A plasma spray powder comprising a uniform powder blend of silicon nitride and a plasma meltable metal produces a coating having some of the properties of silicon nitride.

Description

This application is a continuation of Ser. No. 420,456, filed Sept. 9, 1982, now abandoned.
BACKGROUND OF INVENTION
This invention relates to a powder for plasma spray applications and coating produced by plasma spraying.
SUMMARY OF INVENTION
Silicon nitride is known for its wear resistance and for its lubricity. However, by itself it is not capable of making a good plasma-spray coating. Like many ceramic-type powders, it is difficult to melt in the plasma flame. Thus the resulting coatings are not well melted and poorly adherent to the substrate. In addition, some decomposition of the silicon nitride can occur at the plasma temperature.
In accordance with the present invention, there is provided a plasma spray powder comprising a uniform powder blend of silicon nitride and a plasma meltable metal. A plasma sprayed coating comprises silicon nitride particles in a matrix of the plasma melted metal.

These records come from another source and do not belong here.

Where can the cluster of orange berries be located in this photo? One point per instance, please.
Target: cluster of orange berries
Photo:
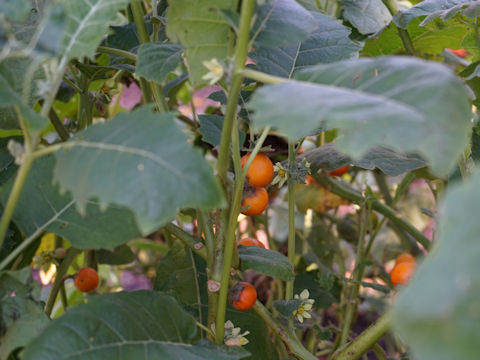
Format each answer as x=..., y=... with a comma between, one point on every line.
x=403, y=270
x=259, y=174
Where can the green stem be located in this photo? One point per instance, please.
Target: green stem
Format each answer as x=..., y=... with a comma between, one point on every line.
x=57, y=124
x=288, y=337
x=14, y=196
x=262, y=77
x=137, y=11
x=350, y=194
x=291, y=217
x=209, y=238
x=353, y=289
x=122, y=53
x=403, y=33
x=241, y=51
x=189, y=240
x=366, y=339
x=59, y=278
x=72, y=84
x=230, y=234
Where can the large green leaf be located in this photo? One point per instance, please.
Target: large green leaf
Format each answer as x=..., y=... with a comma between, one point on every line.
x=368, y=16
x=406, y=104
x=281, y=22
x=183, y=274
x=202, y=30
x=135, y=325
x=438, y=313
x=428, y=7
x=328, y=43
x=264, y=261
x=42, y=207
x=21, y=314
x=86, y=25
x=16, y=90
x=140, y=160
x=155, y=61
x=391, y=163
x=432, y=38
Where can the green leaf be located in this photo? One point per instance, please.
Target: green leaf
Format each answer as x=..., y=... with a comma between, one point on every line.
x=281, y=22
x=86, y=25
x=432, y=38
x=368, y=16
x=328, y=43
x=264, y=261
x=287, y=307
x=21, y=321
x=153, y=173
x=437, y=314
x=431, y=8
x=371, y=102
x=119, y=256
x=21, y=313
x=184, y=274
x=155, y=61
x=42, y=207
x=202, y=30
x=16, y=10
x=134, y=325
x=211, y=129
x=328, y=158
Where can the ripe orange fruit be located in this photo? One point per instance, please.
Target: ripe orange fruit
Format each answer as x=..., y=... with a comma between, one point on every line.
x=86, y=279
x=340, y=171
x=402, y=273
x=256, y=200
x=242, y=296
x=250, y=242
x=260, y=172
x=405, y=257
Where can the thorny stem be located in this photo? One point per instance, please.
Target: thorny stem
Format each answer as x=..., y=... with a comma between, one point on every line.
x=241, y=51
x=151, y=88
x=348, y=193
x=230, y=235
x=59, y=278
x=353, y=289
x=403, y=33
x=291, y=217
x=366, y=340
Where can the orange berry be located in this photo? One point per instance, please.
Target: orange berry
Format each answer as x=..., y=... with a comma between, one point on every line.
x=86, y=279
x=242, y=296
x=340, y=171
x=402, y=273
x=260, y=172
x=250, y=242
x=256, y=201
x=405, y=257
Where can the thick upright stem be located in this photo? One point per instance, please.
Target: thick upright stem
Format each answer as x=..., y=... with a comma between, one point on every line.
x=291, y=217
x=230, y=236
x=353, y=289
x=59, y=279
x=403, y=33
x=241, y=51
x=14, y=196
x=366, y=339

The metal melts during plasma spraying and bonds the particles of silicon nitride to each other and to the substrate. The molten metal fills the interstices between silicon nitride particles to give a dense coating. The coating may be used for piston ring coatings and gas-turbine-component coatings.
DETAILED DESCRIPTION
The plasma meltable metal and silicon nitride are combined to produce a uniform blend. The more intimate the mix, the more likely the silicon nitride will be protected from decomposition during spraying and the less likely the chance for undesirable separation. Preferably the overall blend has an average particle size of less than about 10 microns and comprises from about 20 to about 80 percent by weight silicon nitride. The meltable metal and silicon nitride are preferably utilized in pure form so that the resulting blend consists essentially of silicon nitride particles and meltable metal particles.

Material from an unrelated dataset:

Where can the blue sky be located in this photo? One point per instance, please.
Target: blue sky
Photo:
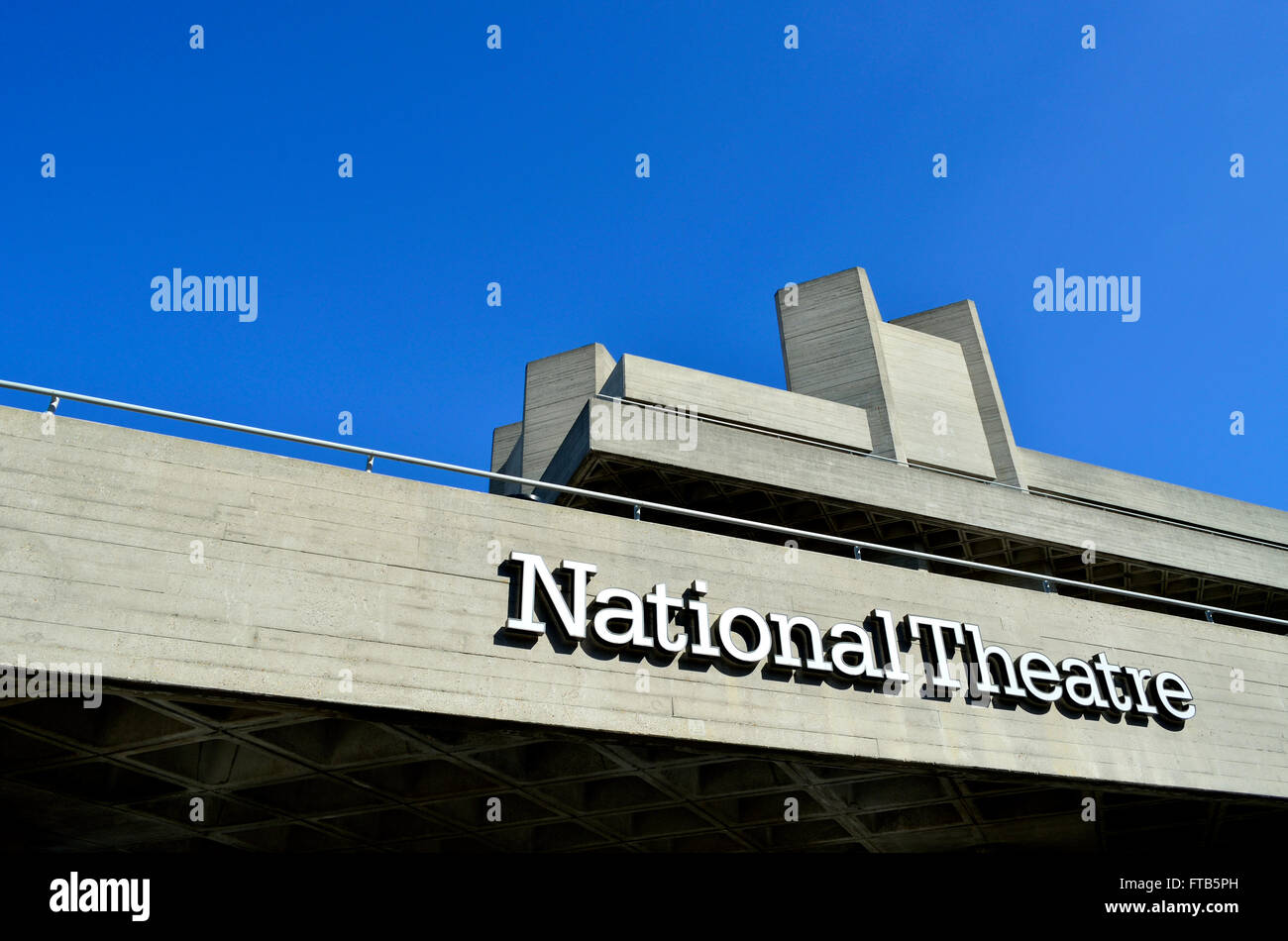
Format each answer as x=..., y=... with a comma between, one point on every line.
x=767, y=164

The meltable metal preferably melts below the decomposition temperature of silicon nitride. Typical metals comprise nickel, iron, copper or cobalt and alloys thereof. Alloys generally comprise the above metal as a major constituent with minor amounts of secondary metals. Nickel and nickel alloys are preferred. Typical nickel alloys comprise at least 20 percent by weight nickel with the remaining minor constuents being chromium, iron, tungsten, molybdenum, and additives being boron, silicon and carbon. Typical nickel alloys are Ni20Cr or the NiCrBSiC alloys of the AMs 4775 type.

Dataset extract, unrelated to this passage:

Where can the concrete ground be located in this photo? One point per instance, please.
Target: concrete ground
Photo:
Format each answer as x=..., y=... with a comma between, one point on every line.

Preferably the uniform powder blend is agglomerated by methods known in the art to produce an agglomerated powder of silicon nitride and meltable metal. Such agglomeration techniques include forming powder compacts and subsequently crushing and screening them. However, agglomeration by spray dyring is in general preferred for its flexibility and economy of operation on a production scale as well as its close control over the size of the agglomerated particles produced.
Conditions under which slurries are formed and spray dried are well known. For example, U.S. Pat. No. 3,617,358, issued Nov. 2, 1971 describes formation of slurries. Other suitable methods for agglomerating are described in U.S. Pat. Nos. 3,881,911; 3,973,948 and 4,025,734, hereinafter discussed.
The agglomerates may be conveniently classified to obtain a desired particle size distribution. It is generally desired to have at least about 50%, more preferably at least about 80% of the particles within a 50 micron average particle size range.
The classified agglomerates are passed through a furnace at low temperatures to decompose the binders used for agglomeration and further treated at high temperatures to strengthen them for subsequent handling.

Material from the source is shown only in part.